Quand le chef du cartel de Medellin se lasse de la compagnie de la reine de beauté, il lance au chauffeur : « Popeye, es-tu prêt à mourir à mes côtés ? » « Patron, vous ne mourrez jamais », lui répond le jeune homme. « C’était une telle évidence que je devais travailler pour lui, c’était comme si ma vie était réglée comme une horloge suisse », confessait en 2011 le tueur méticuleux.

UNE ASCENSION FULGURANTE

L’ascension fut ensuite fulgurante. En deux ans, il devient un homme de confiance de Pablo Escobar. Le 16 janvier 1988, il est derrière l’organisation d’un des plus hauts faits d’armes du cartel de Medellin : l’enlèvement d’Andres Pastrana Arango, alors candidat à la mairie de Bogota, pour faire pression sur les autorités colombiennes et réclamer le fin de la menace d’extradition de Pablo Escobar vers les Etats-Unis.

Une semaine plus tard, l’homme est retrouvé sain et sauf par la police. Il sera élu à Bogota et deviendra ensuite le 30e président colombien, entre 1998 et 2002.

Mais tous ceux qui ont croisé la route de Popeye n’ont pas eu cette chance. Après s’être rendu aux autorités en 1991 – quelques mois avant son patron –, il confesse devant la justice 25 meurtres, et la participation à 540 assassinats.

Un nombre qui ne comprenait pas les 101 victimes de l’attentat du vol 203 Avianca – commandité par Pablo Escobar pour éliminer le candidat à l’élection présidentielle de 1990 Cesar Gaviria, qui avait finalement eu l’idée, qui se révéla judicieuse, de renoncer à ce vol – ou les 52 morts du plastiquage de l’immeuble des forces sécuritaires du DAS, le 6 décembre 1989, en plein Bogota. L’homme a également confessé avoir commandité pas moins de 3 000 meurtres au nom du cartel de Medellin.

« MON ÂME EST MORTE »

Jugé pour l’assassinat, en 1989, du candidat à l’élection présidentielle Luis Carlos Galan, il est condamné à trente ans de réclusion. Si son patron s’échappera de prison avant d’être abattu en 1994 par la police, lui est resté.

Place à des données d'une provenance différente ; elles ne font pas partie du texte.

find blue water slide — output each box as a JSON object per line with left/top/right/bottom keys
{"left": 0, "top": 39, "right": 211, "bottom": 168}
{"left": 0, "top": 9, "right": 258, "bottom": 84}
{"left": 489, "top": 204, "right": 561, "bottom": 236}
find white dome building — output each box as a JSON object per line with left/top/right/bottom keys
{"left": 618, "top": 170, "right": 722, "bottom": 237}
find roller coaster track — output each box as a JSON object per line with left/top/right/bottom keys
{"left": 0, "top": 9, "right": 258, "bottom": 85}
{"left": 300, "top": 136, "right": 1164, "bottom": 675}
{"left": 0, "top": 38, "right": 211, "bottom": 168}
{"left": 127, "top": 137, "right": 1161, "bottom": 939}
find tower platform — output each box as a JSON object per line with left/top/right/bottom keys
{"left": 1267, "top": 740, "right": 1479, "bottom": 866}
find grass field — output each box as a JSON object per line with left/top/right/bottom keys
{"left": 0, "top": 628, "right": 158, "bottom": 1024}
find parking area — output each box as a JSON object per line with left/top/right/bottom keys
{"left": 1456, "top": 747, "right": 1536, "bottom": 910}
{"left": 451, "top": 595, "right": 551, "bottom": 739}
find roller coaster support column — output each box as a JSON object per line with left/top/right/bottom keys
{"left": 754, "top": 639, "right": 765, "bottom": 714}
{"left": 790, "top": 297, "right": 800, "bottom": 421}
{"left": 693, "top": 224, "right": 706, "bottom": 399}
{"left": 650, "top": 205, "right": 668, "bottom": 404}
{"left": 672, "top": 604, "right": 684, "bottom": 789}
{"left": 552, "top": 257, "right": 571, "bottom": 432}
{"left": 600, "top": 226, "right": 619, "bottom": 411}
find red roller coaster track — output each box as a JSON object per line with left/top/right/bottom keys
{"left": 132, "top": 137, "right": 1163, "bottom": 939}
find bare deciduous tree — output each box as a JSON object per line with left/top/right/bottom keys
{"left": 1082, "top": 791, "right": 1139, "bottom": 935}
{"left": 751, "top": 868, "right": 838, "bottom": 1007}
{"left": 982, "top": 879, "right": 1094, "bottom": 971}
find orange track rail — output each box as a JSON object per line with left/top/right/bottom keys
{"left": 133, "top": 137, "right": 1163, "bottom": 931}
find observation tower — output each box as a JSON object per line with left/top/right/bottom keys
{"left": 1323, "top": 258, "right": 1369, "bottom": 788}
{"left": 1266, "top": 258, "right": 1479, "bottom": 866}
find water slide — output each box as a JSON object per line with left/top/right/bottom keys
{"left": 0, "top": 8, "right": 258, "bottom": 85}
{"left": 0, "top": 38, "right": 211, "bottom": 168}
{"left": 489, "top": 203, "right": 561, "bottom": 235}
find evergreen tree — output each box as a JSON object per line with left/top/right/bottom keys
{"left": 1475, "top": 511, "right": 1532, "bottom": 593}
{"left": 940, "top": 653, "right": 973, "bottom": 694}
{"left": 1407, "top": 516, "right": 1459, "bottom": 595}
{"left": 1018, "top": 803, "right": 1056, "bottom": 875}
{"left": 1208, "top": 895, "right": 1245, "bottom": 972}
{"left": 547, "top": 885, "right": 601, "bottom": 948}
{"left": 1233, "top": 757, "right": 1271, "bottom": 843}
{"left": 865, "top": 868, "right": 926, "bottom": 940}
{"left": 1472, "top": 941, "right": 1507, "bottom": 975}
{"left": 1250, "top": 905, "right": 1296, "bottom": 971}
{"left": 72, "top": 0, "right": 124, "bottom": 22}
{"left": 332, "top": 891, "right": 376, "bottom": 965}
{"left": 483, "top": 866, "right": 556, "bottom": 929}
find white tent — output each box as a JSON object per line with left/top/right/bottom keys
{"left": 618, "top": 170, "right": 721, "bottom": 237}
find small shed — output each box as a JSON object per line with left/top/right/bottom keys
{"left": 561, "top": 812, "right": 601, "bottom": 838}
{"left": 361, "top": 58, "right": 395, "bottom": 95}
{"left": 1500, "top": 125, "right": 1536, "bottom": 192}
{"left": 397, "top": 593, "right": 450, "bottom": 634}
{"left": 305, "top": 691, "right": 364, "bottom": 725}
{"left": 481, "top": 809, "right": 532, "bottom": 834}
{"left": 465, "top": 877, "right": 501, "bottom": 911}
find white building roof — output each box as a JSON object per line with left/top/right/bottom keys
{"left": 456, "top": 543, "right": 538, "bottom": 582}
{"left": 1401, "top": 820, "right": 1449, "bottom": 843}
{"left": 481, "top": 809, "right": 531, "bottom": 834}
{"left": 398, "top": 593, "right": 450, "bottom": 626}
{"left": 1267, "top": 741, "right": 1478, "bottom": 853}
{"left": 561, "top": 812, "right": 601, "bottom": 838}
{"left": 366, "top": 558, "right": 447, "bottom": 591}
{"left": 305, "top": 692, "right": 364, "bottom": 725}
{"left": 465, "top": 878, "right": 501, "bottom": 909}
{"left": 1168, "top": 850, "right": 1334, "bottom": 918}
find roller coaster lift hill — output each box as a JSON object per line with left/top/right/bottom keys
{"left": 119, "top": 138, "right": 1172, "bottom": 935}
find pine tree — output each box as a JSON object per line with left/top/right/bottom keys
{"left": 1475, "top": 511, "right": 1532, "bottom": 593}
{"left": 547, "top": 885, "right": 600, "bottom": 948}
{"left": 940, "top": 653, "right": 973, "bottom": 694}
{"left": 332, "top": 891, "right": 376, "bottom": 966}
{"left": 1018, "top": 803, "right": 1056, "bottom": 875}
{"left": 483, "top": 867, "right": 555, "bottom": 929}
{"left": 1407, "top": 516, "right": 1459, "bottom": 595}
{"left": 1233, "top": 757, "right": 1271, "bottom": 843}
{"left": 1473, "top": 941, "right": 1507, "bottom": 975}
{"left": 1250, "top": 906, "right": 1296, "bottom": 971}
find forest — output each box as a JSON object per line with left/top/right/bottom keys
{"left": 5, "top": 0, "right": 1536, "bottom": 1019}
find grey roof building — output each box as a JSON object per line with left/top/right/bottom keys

C’est que l’homme a toujours répété avoir « des principes ». « Ne jamais tuer quelqu’un qui est accompagné d’un enfant », avait-il ainsi donné comme exemple en 2012 au magazine colombien Don Juan. Il affirme n’avoir jamais pris de drogue et avoir toujours observé une hygiène de vie lui permettant de « faire son travail au mieux ».

A la question de savoir comment quelqu’un pouvait tuer tant de gens et dormir paisiblement, l’homme avait formulé une réponse lapidaire : « Mon âme est morte. »

Popeye a pourtant confessé avoir parfois eu des doutes, notamment quand Pablo Escobar lui avait demandé d’éliminer sa compagne du moment, Wendy Chavarria Gil, accusée d’avoir transmis des informations sur le cartel à la police.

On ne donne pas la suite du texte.